In picture books, and many other genres, there are several types you will see on the shelf. Each of the below categories is completely different medium:
Author written, other illustrated TRADE BOOKS–This is what my friends and I write. These are the large 32-page books you see in B&N. They cost around 15$ new. Someone wrote a manuscript that a publishing house liked well enough to hire an illustrator and devote two to three years developing. If this is the type of writing you wish to do, then these are the books you should study. But to further understand this genre, we’ll distinguish it from some others.
Author-Illustrator Trade Books: Many of my very FAVORITE books are in this category. These are still around 32 pages and 15$, but the big difference is that there will be only ONE NAME on the cover. The pictures tell at least half the story. There’s irony. Sparse text. FABULOUSNESS. But, this can only happen if the author and illustrator are the same person. For the rest of us, once a house BUYS the text, the editor and the illustrator take over, and they DO NOT want our illustration notes. We are DONE. So, don’t use Author-Illustrator books as your measuring stick unless you are an artist. It’s a different medium, entirely.
Image via Wikipedia
Licensed Material: Books about Clifford, Dora, Cars, Wall-E, Harry, etc. These are written on assignment by people who do very well under pressure. “Give me three books on Princess Jasmine by next week.” Additionally, these type of books already come with biographies that the author MUST obey. I hear that writers for Disney books get crates of information on the characters. Belle does this, likes that, doesn’t ever do this, etc. However, I also heard that the Barbie bio is very brief, “Barbie never makes mistakes. Her friends do.” HA!
In-House Material: LOTS of books you run into on the shelves fall in this category. MOST of the books you see in Wally-World fall into this category. Not so much at Target, but totally at Tuesday Morning. These can have an author and illustrator listed, but are chunky or cut a funny shape and are only about numbers, or letters, or tying your shoes, or going to the potty. Something simple. You won’t find them on Amazon and you usually can’t check them out at the library. Most often when people say, I could write THAT, they are talking about this kind of book. But, if you’re a budding author, this ain’t who you’re up against.
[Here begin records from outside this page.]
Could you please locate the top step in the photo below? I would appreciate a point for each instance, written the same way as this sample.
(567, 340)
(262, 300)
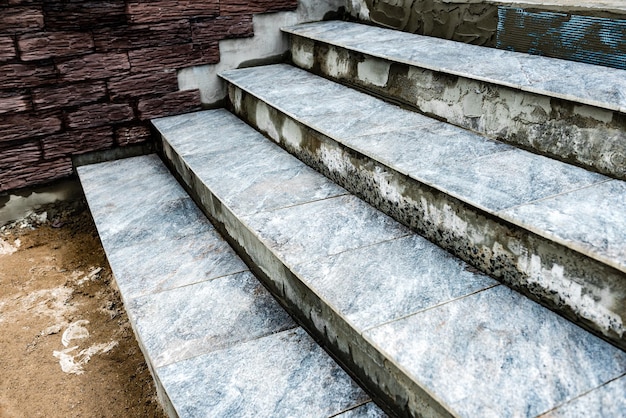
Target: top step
(566, 110)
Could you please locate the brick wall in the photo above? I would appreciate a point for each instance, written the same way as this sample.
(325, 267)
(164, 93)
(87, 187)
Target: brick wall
(86, 75)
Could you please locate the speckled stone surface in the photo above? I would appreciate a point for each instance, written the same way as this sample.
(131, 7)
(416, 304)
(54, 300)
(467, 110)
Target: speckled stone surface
(321, 228)
(560, 218)
(583, 83)
(411, 273)
(497, 353)
(282, 375)
(196, 319)
(606, 401)
(188, 295)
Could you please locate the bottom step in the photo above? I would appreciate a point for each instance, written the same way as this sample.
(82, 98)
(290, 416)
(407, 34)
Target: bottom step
(215, 340)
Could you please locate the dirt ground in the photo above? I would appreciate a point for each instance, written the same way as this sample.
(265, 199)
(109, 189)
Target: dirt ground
(66, 346)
Classics: Dr. Seuss, the poor dear, is the perennial victim in this category. I did it, and so have thousands before me. BUT, there is a difference between being ‘ground breaking’ decades ago and what we do today. (That and he was an author-illustrator, which means the pictures and text came together. And what’s Dr. Seuss without those pictures?) Point is, you can’t just rhyme cat, hat, and sat anymore and bowl over the editors. Read books from the last five years or so. Most everyone you remember from childhood or your adult child’s childhood was a ground-breaker. And that ground has already been BROKEN, honey.
I will say this, however, you can be INSPIRED by classics. We all love the classics. They take us back to that warm, happy place from whence we write. My whole picture book feel comes from my love affair with Goodnight Moon. It’s my emotional base. But, it’s NOT because I think, I can rhyme mittens and kittens, duh.
So, in summary, read within the medium you want to write. Compare yourself to what you’ll be competing against. And please, make sure you stay within the last five years. That will put you light years ahead of where the rest of us started.